Joppa is the name in the English Bible for the ancient sea port of Jaffa (derived from ancient Hebrew word yafah, meaning "beautiful"). The cedars of Lebanon for the Second Temple of Jerusalem (Ezra 3:7) were landed here and then taken East to Jerusalem as had been the cedar for Solomon's Temple (2 Chronicles 2:16)

Jamnia

The Greek name for town south of Jaffa. After the fall of Jerusalem (A.D. 70), it became one of the most populous cities. (Hebrew Jabneel Meaning: built by God)

During the seige of Jerusalem, a Rabbi ordered a coffin and had himself carried in it to the Roman army beyond the walls - as a symbol of the subjugation of his people. Titus agreed to his request to be allowed to establish an academy at Jamnia. For the next fifty years distinguished scholars from around the world gathered at Jamnia to debate the many differing versions of the ancient sacred texts. The result was an agreed Hebrew text, that would be carefully copied by scribes for over a thousand years until printed copies were produced in 1488. At the time this monumental scholarly work was compared to the rebuilding of Solomon's Temple.

These printed Hebrew scriptures were translated into German by Martin Luther and also used by the scholars, who produced the English Bible for King James in 1611. The Company of Stationers paid the costs associated with this revision of the English Bible. About ninety percent of Tyndale's translation was retained to comply with the direction to retain familiar biblical names and popular passages. Among the new words introduced were allegory and victim from the Douai Bible, which had been translated into English from Latin.

Tel Aviv

Tel Aviv (Spring Hill) was founded in 1909 on the outskirts of the ancient port city of Jaffa (to the north). The growth of Tel Aviv soon outpaced Jaffa, which was largely Arab at the time.

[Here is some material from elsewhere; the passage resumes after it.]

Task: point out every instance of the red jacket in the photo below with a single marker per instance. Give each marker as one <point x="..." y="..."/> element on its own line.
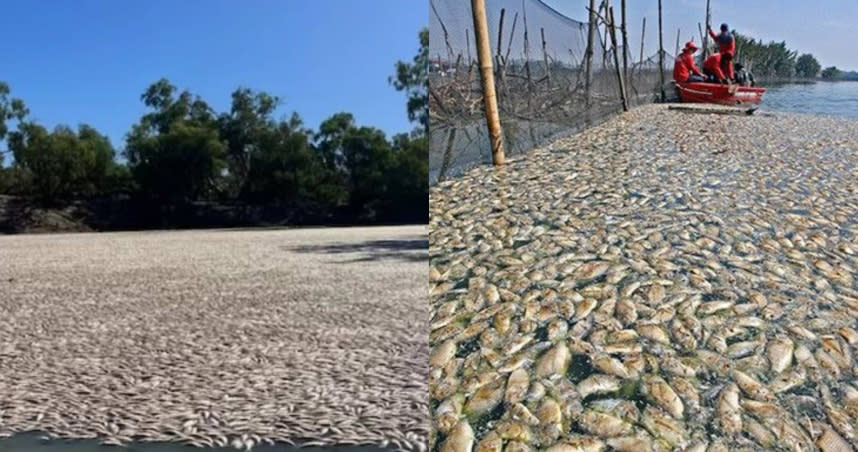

The concept for a new garden city, to be called Tel Aviv, was developed on the sand dunes outside Jaffa in 1909. British urban planner Patrick Geddes, who had previously worked on town-planning in New Delhi, was commissioned by Tel Aviv's first mayor, Meir Dizengoff, to draw up a master plan for the new city. Geddes worked from 1925 to 1927 on the plan, which was accepted in full by the council. The view of British Mandatory authorities seemed to have been supportive. Patrick Geddes laid out the streets and decided on block size and utilisation. But he did not prescribe an architectural style for the buildings in the new city. By 1933, many Jewish architects of the Bauhaus school in Germany, which was closed down on the orders of the Nazis, fled to the British Mandate of Palestine. The residential and public buildings were designed by these Bauhaus-trained architects, who took advantage of the absence of established architectural conventions to put the Bauhaus principles into practice. The Bauhaus style, with its emphasis on functionality and inexpensive building materials, was perceived as ideal in Tel Aviv. In 2004, United Nations Educational, Scientific and Cultural Organization (UNESCO) named Tel Aviv a World Heritage Site for its treasure of Bauhaus architecture. Tel Aviv's White City is home to more buildings in the Bauhaus - or Modern Movement - style than anywhere in the world.

The romantic name Tel Aviv ("Hill of Spring") was chosen for the new community in 1910 partly because of its associations with rebirth and revitalization, and partly because it recalled the vision of Ezekiel. In the biblical Tel Aviv of Babylon, the exiled prophet saw the vision of animated dry bones, which drew him back to Israel.